Closed CrypticEcho closed 5 months ago

CrypticEcho commented 5 months ago

PCRE2 version: 10.43 Our Coverity scan has reported a defect in PCRE2 Illegal address computation

If this address is later used for bounds checking another pointer before dereferencing, an overrun may occur due to the weak guard.

In pcre2_compile_8: An illegal address is computed, which either precedes a buffer or is more than just-past its end (CWE-119)

Specific details: pcre2_com[pile.c


10967 /* Errors discovered in parse_regex() set the offset value in the compile
10968 block. Errors discovered before it is called must compute it from the ptr
10969 value. After parse_regex() is called, the offset in the compile block is set to
10970 the end of the pattern, but certain errors in compile_regex() may reset it if
10971 an offset is available in the parsed pattern. */
10972
10973 HAD_CB_ERROR:

_**CID 1066215: (#5 of 5): Illegal address computation (OVERRUN)

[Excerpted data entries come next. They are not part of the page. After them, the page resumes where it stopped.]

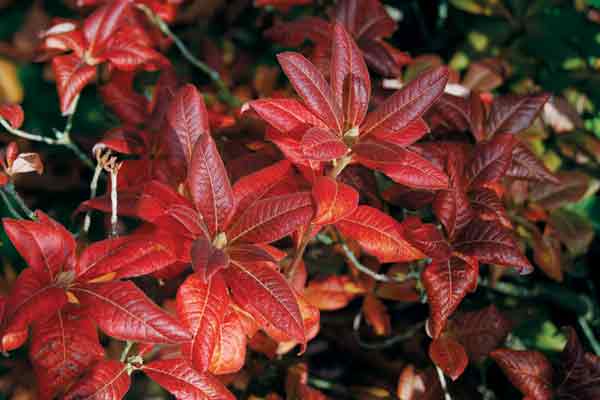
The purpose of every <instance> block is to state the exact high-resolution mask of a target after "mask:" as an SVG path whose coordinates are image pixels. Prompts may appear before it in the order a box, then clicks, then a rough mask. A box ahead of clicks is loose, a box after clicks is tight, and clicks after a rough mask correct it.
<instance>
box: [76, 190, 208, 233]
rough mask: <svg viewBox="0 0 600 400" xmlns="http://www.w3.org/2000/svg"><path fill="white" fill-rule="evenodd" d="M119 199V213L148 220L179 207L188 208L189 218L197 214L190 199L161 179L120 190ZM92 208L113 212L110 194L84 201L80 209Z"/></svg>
mask: <svg viewBox="0 0 600 400" xmlns="http://www.w3.org/2000/svg"><path fill="white" fill-rule="evenodd" d="M118 199H119V208H118V212H119V215H126V216H130V217H137V218H140V219H142V220H144V221H148V222H155V221H156V220H157V219H158V218H159V217H162V216H165V215H168V214H169V211H172V210H174V209H176V208H178V207H182V208H184V209H186V211H185V215H187V216H188V218H192V217H193V216H194V214H196V213H195V212H194V209H193V208H191V204H190V201H189V200H188V199H186V198H185V197H183V196H181V195H180V194H179V193H177V192H176V191H174V190H173V189H171V187H169V186H167V185H166V184H164V183H161V182H159V181H150V182H148V183H144V184H142V185H139V186H135V187H131V188H127V189H126V190H123V191H119V193H118ZM90 209H97V210H100V211H104V212H111V201H110V196H102V197H95V198H93V199H90V200H87V201H84V202H83V203H81V206H80V207H79V209H78V211H80V212H81V211H86V210H90ZM196 225H197V224H196Z"/></svg>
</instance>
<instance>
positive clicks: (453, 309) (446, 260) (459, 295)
mask: <svg viewBox="0 0 600 400" xmlns="http://www.w3.org/2000/svg"><path fill="white" fill-rule="evenodd" d="M478 277H479V267H478V264H477V260H475V259H462V258H458V257H452V258H451V259H448V260H446V261H439V262H438V261H435V262H433V263H432V264H430V265H429V266H427V268H426V269H425V271H424V272H423V275H422V279H423V286H425V291H426V292H427V302H428V303H429V314H430V320H429V330H430V332H431V336H432V337H433V338H434V339H437V338H439V337H440V335H441V333H442V331H443V330H444V327H445V326H446V322H447V321H448V318H449V317H450V316H451V315H452V313H454V311H455V310H456V309H457V308H458V306H459V305H460V303H461V302H462V300H463V299H464V298H465V296H466V295H467V293H469V292H473V291H475V289H476V288H477V278H478Z"/></svg>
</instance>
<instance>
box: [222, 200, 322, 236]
mask: <svg viewBox="0 0 600 400" xmlns="http://www.w3.org/2000/svg"><path fill="white" fill-rule="evenodd" d="M312 216H313V205H312V198H311V195H310V193H309V192H298V193H293V194H287V195H280V196H275V197H270V198H266V199H262V200H260V201H258V202H256V203H254V204H253V205H252V206H250V207H249V208H248V209H246V210H245V212H243V213H242V214H240V216H239V217H238V218H237V219H236V221H235V222H234V223H232V224H231V226H230V227H228V228H227V239H228V241H229V243H233V242H236V241H238V242H243V243H270V242H274V241H275V240H278V239H281V238H282V237H284V236H287V235H289V234H291V233H292V232H294V231H295V230H296V229H298V228H299V227H301V226H306V224H308V222H309V221H310V220H311V219H312Z"/></svg>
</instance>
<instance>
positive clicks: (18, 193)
mask: <svg viewBox="0 0 600 400" xmlns="http://www.w3.org/2000/svg"><path fill="white" fill-rule="evenodd" d="M3 190H4V192H6V194H8V195H9V196H10V197H11V198H12V199H13V200H14V201H15V203H17V204H18V205H19V207H20V208H21V210H23V212H25V215H26V216H27V218H29V219H32V220H36V219H37V217H36V216H35V213H34V212H33V211H31V209H30V208H29V207H28V206H27V204H26V203H25V201H24V200H23V198H21V196H20V195H19V193H17V191H16V190H15V186H14V184H13V183H12V182H10V183H7V184H6V185H5V186H4V188H3Z"/></svg>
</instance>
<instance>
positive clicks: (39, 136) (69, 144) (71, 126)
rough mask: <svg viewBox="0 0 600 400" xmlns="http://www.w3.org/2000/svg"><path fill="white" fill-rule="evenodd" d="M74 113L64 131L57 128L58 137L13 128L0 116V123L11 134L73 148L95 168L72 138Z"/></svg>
mask: <svg viewBox="0 0 600 400" xmlns="http://www.w3.org/2000/svg"><path fill="white" fill-rule="evenodd" d="M72 124H73V122H72V114H71V115H70V116H69V119H68V120H67V125H66V127H65V130H64V131H63V132H61V131H59V130H57V129H55V130H54V134H55V135H56V139H52V138H49V137H46V136H41V135H34V134H33V133H29V132H25V131H22V130H20V129H17V128H13V127H12V126H10V124H9V123H8V122H7V121H5V120H4V119H2V118H0V125H2V126H3V127H4V129H6V130H7V131H8V132H9V133H10V134H12V135H15V136H18V137H21V138H23V139H27V140H31V141H34V142H40V143H46V144H49V145H52V146H63V147H66V148H68V149H69V150H71V151H72V152H73V153H75V154H76V155H77V157H79V159H80V160H81V161H82V162H83V163H84V164H85V165H86V166H87V167H90V168H94V163H93V162H92V160H91V159H90V158H89V157H88V156H87V155H86V154H85V153H84V152H83V151H82V150H81V149H80V148H79V146H77V144H75V142H73V141H72V140H71V135H70V130H71V127H72Z"/></svg>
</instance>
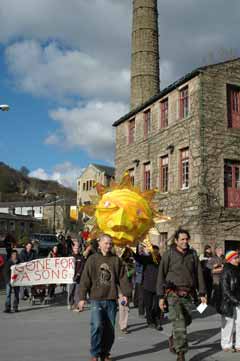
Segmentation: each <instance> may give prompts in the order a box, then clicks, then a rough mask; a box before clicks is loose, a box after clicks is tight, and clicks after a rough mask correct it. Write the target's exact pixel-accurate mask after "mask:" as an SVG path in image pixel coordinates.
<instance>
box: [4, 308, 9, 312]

  1. illegaladdress: pattern + cb.erroroffset evaluates to an address that is at byte offset 4294967295 of an array of 1 bytes.**
    10974ptr = pattern + cb.erroroffset;
    10975
    10976HAD_EARLY_ERROR:
    10977*erroroffset = ptr - pattern;
    10978
    10979HAD_ERROR:
    10980*errorptr = errorcode;
    10981pcre2_code_free(re);
    10982re = NULL;
        45. Jumping to label EXIT.
    10983goto EXIT;
    10984}
carenas commented 5 months ago

illegal_address: pattern + cb.erroroffset evaluates to an address that is at byte offset 4294967295 of an array of 1 bytes.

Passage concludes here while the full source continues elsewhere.